That October, and This One…
For Israel, October 7 is, a day that will figure in the imagination like December 7 does for Americans. Hamas’ timing of the invasion was surely not accidental. This Simhat Torah holiday fell one day and fifty years after the surprise attack on Israel on Yom Kippur in 1973, until now the worst intelligence and policy failure in Israel’s history, and its blackest day. Over 200 soldiers died the first day of that war and over 2,000 afterward. The present stage of the conflict has already been coined as Israel’s “second Yom Kippur War.” The strategic and tactical surprise, the confusion and disarray in the first hours, and the horrific cost all echo 1973. But in many ways, this October was worse.
First, Israel already had one Yom Kippur War. For intelligence professionals and scholars the world over, it is an ultimate case study. Underestimating your opponents; the inability to penetrate their inner motivations, and thus, their rationale; overdependence on technical collection means; and more. It should not have happened then: it certainly should not have happened now. Another lesson from 1973: While many warnings are given, and many lives are saved, good intelligence is not a fail-safe. Preparation and contingency planning must be resilient enough to function without early warning.
Second, that surprise, and the war that followed, was on distant borders, in the Golan and the Sinai, with the cost paid by soldiers. In this war in 2023, the cost of surprise was paid overwhelmingly by civilian noncombatants. It was accompanied by massive long-distance rocket attacks on Israeli cities, a newer kind of threat; so is the carrying-off of dozens, as in pre-medieval times, as human booty. The first act of this war was fought in Israelis’ homes and backyards. Like the first Yom Kippur War, it took too much time, and a fearless and selfless band of brothers (and sisters), to jump in and hold the line, and pay the price, until help finally came.
In 1973, Israel absorbed the initial blow, reeled, shook itself, and came back stronger. Ineffective commanders were replaced or sidelined, units and new tactics were constituted on the fly. Then, as now, Israel’s staunchest ally, the United States, provided what was needed to recover and win. The citizen army, which is the Israel Defense Force’s empowering exoskeleton, came together, despite logistical and command disarray. As Uri Bar Yosef, a scholar of that war, noted, it was the quickest recovery in military history. That war ended with the enemy driven from Israel’s territory and the Israel Defense Force deep inside its own.

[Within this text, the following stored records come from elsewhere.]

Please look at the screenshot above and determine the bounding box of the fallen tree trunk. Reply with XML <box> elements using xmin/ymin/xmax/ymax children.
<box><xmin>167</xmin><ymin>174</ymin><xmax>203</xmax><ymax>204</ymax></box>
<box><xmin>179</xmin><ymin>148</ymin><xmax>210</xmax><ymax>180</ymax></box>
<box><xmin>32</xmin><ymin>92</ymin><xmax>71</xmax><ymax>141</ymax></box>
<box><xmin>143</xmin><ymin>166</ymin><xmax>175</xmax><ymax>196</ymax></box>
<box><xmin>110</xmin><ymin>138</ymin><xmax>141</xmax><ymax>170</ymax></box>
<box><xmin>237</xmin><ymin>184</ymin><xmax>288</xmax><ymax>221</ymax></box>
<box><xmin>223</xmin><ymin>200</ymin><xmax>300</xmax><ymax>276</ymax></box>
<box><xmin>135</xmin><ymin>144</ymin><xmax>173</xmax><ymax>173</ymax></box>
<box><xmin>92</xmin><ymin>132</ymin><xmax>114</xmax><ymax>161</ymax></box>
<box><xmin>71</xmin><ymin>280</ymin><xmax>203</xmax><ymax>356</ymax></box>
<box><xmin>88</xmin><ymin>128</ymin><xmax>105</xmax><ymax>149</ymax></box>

The enemy’s gains in the field—though not necessarily their intangible ones—had been wiped out. That is, of course, is much more problematical this time, when the enemy is not a state, and is embedded in a civilian population.
That October started an earthquake in Israeli politics and society. The Agranat Commission of Inquiry held months of hearings. It concentrated its findings on the operational and military command level, many of whom left service in ignominy. Prime Minister Golda Meir resigned. In 1977, the public punished the ruling elite for the debacle: the Labor Party, which ruled for the state’s first twenty-nine years, was sent to opposition, and is now nearly extinct. This October surprise will also lead to a shakeup in political and military leadership and perhaps more widely in the politics of Israel. But that will only come the day after.